November 6, 2019
Staying Strong as a Caregiver: The Year of Firsts
Written by: Courtney Benisch – Regional Relationship Coordinator for Head for the Cure
From the second your loved one gets diagnosed with brain cancer your world is turned upside down. From that point on, your life will be a new kind of “normal.” There are many aspects outside of daily life that will be different; one of them being celebrations and holidays. The first year after your loved one gets diagnosed, you will see these special days in a different way and getting through them is different as well.
When my mom was diagnosed with a Glioblastoma in March of 2016, it was a week before her 50th birthday. We had been planning a surprise party for her, but life had other surprises in store for us. We shifted around a few things, but we were able to have a little party for her in the hospital as she was recovering from surgery and in physical therapy. We still made it a special day, despite the changes in our lives.
We also celebrated my birthday, as well as my stepdad’s, and Thanksgiving when my mom was in treatment. Celebrating these holidays while a loved one is going through a disease like this is hard, but it also makes you look at them with a different perspective. We didn’t know if it was going to be her last few holidays with us, so we made the most of each and every one of them.
The hardest part for my family and I each year is Thanksgiving through Christmas. Those should be the holidays where you are the happiest, but it has been the toughest part of the year for us by far. My mom was in hospice for Thanksgiving and passed a few weeks later on December 10th. We were so thankful we had family come into town that year for Thanksgiving and be by our side for the hardest part of our lives.
Christmas was my mom’s favorite holiday and she decorated our house every year. After her passing, we weren’t sure if we wanted to hang up decorations. It was hard, but we put up the Christmas tree anyways and attempted to make it look like she would have. My brother, stepdad, and I did our best, and I think that was a good starting point in the grief process. It was the first major holiday after her passing, and we got through it together as a family.

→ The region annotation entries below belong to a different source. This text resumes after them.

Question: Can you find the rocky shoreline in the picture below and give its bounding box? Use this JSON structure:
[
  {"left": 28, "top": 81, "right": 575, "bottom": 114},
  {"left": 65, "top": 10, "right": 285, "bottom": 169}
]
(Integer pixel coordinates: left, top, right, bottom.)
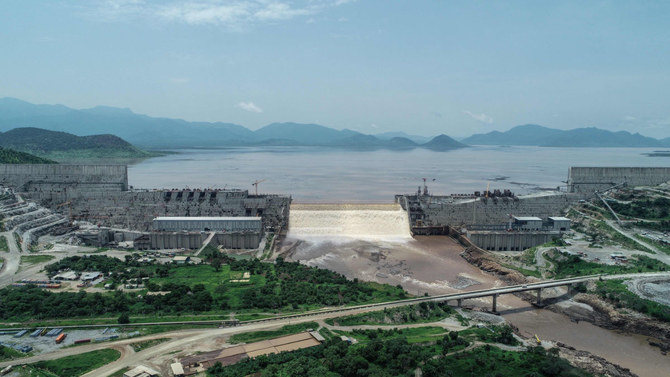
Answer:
[{"left": 461, "top": 246, "right": 670, "bottom": 377}]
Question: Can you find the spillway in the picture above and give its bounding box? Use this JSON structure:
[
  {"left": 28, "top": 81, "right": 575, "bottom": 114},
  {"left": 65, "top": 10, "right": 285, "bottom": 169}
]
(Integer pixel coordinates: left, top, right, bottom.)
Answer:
[{"left": 288, "top": 204, "right": 412, "bottom": 240}]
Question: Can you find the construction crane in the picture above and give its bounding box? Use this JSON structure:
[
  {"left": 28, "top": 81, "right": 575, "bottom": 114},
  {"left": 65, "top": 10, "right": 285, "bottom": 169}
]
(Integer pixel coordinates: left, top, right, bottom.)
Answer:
[
  {"left": 251, "top": 179, "right": 265, "bottom": 195},
  {"left": 56, "top": 201, "right": 72, "bottom": 224}
]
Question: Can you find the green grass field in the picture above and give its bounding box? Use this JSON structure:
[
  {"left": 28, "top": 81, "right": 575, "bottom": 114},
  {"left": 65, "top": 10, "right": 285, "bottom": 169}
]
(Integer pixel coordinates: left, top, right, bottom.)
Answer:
[
  {"left": 334, "top": 326, "right": 449, "bottom": 343},
  {"left": 29, "top": 349, "right": 121, "bottom": 377},
  {"left": 0, "top": 346, "right": 27, "bottom": 361},
  {"left": 0, "top": 236, "right": 9, "bottom": 251},
  {"left": 325, "top": 302, "right": 456, "bottom": 326}
]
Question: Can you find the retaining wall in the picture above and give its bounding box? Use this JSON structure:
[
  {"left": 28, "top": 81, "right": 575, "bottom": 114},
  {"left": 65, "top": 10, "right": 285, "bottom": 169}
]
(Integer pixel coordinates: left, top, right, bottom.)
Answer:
[
  {"left": 568, "top": 167, "right": 670, "bottom": 193},
  {"left": 421, "top": 193, "right": 580, "bottom": 226},
  {"left": 0, "top": 164, "right": 128, "bottom": 192}
]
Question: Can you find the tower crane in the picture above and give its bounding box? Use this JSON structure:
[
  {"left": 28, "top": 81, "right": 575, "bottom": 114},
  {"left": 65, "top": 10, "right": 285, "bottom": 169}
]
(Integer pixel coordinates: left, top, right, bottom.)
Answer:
[
  {"left": 56, "top": 201, "right": 73, "bottom": 224},
  {"left": 251, "top": 179, "right": 265, "bottom": 195}
]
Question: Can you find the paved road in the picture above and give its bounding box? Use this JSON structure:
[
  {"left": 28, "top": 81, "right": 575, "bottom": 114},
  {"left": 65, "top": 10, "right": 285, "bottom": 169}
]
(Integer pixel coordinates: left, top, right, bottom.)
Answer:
[{"left": 0, "top": 272, "right": 670, "bottom": 377}]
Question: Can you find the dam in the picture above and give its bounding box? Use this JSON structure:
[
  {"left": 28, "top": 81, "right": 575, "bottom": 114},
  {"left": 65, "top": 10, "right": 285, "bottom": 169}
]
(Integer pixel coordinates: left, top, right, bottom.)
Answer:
[{"left": 287, "top": 203, "right": 412, "bottom": 240}]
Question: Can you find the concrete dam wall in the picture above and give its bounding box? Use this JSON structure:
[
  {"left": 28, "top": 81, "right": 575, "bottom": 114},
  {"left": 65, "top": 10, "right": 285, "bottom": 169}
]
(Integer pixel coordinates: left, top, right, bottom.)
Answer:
[
  {"left": 288, "top": 204, "right": 411, "bottom": 239},
  {"left": 0, "top": 164, "right": 291, "bottom": 231},
  {"left": 399, "top": 193, "right": 580, "bottom": 226},
  {"left": 0, "top": 164, "right": 128, "bottom": 192},
  {"left": 568, "top": 167, "right": 670, "bottom": 193}
]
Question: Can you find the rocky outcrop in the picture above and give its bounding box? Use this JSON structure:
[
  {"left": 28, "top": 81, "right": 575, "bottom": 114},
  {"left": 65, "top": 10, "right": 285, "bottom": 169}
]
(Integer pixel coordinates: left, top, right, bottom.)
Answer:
[{"left": 556, "top": 342, "right": 637, "bottom": 377}]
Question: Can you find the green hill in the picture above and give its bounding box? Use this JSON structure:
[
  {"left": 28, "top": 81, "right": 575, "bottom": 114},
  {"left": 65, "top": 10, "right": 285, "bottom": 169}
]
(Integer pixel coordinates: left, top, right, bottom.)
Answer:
[
  {"left": 0, "top": 127, "right": 153, "bottom": 160},
  {"left": 0, "top": 147, "right": 56, "bottom": 164}
]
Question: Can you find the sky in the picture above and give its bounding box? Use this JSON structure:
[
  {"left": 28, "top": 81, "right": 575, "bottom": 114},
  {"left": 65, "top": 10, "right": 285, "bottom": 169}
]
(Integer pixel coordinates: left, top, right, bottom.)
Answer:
[{"left": 0, "top": 0, "right": 670, "bottom": 137}]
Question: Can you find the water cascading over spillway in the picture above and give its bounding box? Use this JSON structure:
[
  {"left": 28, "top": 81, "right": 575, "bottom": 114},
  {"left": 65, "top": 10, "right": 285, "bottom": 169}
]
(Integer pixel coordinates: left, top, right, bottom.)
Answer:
[{"left": 288, "top": 204, "right": 412, "bottom": 239}]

The first year after your loved one’s diagnosis or passing is simply put, hard. Especially when it intertwines in the grieving process. For me, I mentally checked each holiday and birthday off a list after my mom passed, and after the first year, I felt like I had a weight off my shoulders. I thought if I can make it through the first year of all these special moments in my life without my mom, I could keep doing it. It makes you stronger as a whole and also makes you lean on your family members more.

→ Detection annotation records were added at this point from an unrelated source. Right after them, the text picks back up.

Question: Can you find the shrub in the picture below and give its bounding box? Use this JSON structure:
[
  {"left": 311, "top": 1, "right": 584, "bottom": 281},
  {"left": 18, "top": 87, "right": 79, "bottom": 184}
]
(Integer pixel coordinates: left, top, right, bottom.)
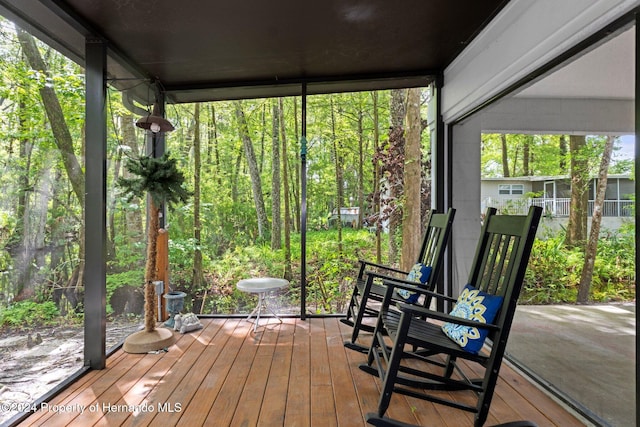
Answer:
[{"left": 0, "top": 301, "right": 60, "bottom": 328}]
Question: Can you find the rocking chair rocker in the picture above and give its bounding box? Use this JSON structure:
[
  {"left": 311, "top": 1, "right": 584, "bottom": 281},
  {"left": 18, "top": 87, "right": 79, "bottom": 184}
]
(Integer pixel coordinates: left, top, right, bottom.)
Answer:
[
  {"left": 340, "top": 208, "right": 455, "bottom": 353},
  {"left": 360, "top": 207, "right": 542, "bottom": 427}
]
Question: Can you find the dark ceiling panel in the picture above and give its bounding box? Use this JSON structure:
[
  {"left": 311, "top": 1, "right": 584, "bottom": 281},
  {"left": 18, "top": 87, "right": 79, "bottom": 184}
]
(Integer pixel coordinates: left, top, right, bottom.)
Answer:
[{"left": 0, "top": 0, "right": 506, "bottom": 102}]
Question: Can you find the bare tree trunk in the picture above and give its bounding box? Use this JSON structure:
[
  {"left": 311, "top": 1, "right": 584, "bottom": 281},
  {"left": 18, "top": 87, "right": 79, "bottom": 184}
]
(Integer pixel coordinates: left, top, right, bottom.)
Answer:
[
  {"left": 292, "top": 98, "right": 302, "bottom": 232},
  {"left": 271, "top": 99, "right": 286, "bottom": 250},
  {"left": 278, "top": 98, "right": 293, "bottom": 280},
  {"left": 400, "top": 88, "right": 422, "bottom": 271},
  {"left": 144, "top": 201, "right": 160, "bottom": 332},
  {"left": 558, "top": 135, "right": 569, "bottom": 173},
  {"left": 16, "top": 27, "right": 84, "bottom": 206},
  {"left": 578, "top": 136, "right": 614, "bottom": 304},
  {"left": 522, "top": 135, "right": 533, "bottom": 176},
  {"left": 389, "top": 89, "right": 406, "bottom": 264},
  {"left": 565, "top": 135, "right": 589, "bottom": 247},
  {"left": 193, "top": 102, "right": 204, "bottom": 292},
  {"left": 500, "top": 133, "right": 511, "bottom": 178},
  {"left": 234, "top": 101, "right": 268, "bottom": 240},
  {"left": 16, "top": 26, "right": 85, "bottom": 304},
  {"left": 371, "top": 91, "right": 382, "bottom": 264},
  {"left": 358, "top": 104, "right": 364, "bottom": 228},
  {"left": 207, "top": 104, "right": 222, "bottom": 185},
  {"left": 329, "top": 95, "right": 344, "bottom": 255}
]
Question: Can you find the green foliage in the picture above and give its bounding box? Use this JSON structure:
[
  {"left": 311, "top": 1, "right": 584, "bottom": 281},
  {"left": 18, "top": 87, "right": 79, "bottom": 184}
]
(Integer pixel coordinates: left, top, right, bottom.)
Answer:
[
  {"left": 107, "top": 268, "right": 144, "bottom": 314},
  {"left": 520, "top": 228, "right": 635, "bottom": 304},
  {"left": 0, "top": 301, "right": 60, "bottom": 329},
  {"left": 118, "top": 153, "right": 191, "bottom": 206}
]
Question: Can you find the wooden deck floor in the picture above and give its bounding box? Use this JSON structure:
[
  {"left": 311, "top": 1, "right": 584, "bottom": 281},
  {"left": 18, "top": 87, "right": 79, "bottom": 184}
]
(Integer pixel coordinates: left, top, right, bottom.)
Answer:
[{"left": 15, "top": 318, "right": 583, "bottom": 427}]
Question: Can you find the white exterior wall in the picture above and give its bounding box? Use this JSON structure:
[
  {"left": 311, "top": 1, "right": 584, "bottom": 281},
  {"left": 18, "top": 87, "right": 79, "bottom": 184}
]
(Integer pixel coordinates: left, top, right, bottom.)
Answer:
[
  {"left": 441, "top": 0, "right": 640, "bottom": 295},
  {"left": 442, "top": 0, "right": 640, "bottom": 123}
]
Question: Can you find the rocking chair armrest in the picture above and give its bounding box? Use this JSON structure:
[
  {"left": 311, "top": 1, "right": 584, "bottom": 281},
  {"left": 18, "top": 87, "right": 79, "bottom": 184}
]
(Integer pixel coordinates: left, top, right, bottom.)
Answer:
[
  {"left": 382, "top": 277, "right": 458, "bottom": 302},
  {"left": 358, "top": 259, "right": 408, "bottom": 274},
  {"left": 396, "top": 302, "right": 500, "bottom": 331}
]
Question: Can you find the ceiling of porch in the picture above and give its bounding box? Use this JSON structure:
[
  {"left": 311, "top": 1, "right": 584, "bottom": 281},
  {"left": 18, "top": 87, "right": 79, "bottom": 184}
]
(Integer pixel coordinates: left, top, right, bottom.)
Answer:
[{"left": 0, "top": 0, "right": 508, "bottom": 102}]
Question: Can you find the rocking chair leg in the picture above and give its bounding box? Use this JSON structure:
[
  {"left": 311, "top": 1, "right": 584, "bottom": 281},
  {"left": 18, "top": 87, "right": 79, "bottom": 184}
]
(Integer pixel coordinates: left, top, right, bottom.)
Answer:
[{"left": 376, "top": 313, "right": 411, "bottom": 417}]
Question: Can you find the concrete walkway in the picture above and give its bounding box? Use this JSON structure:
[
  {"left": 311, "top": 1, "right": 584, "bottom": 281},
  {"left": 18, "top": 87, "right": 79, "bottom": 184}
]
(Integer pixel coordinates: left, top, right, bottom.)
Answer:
[{"left": 507, "top": 303, "right": 636, "bottom": 427}]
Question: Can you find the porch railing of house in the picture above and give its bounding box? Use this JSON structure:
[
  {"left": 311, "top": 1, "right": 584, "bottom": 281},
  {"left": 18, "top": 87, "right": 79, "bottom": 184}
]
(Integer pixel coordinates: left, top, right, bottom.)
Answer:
[{"left": 482, "top": 197, "right": 634, "bottom": 217}]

Holidays and birthdays have been different since my mom’s passing, but I’m starting new traditions with my family and friends. The celebrations are a little bittersweet, but it also makes them a little more special. As a caregiver, you sometimes feel bad for celebrating these types of days when your loved one is going through this horrible disease, but you shouldn’t. If you weren’t going through this situation, you would still be celebrating birthdays or holidays, so why would this make it any different? This disease puts a new perspective on life, and you should celebrate that to the fullest.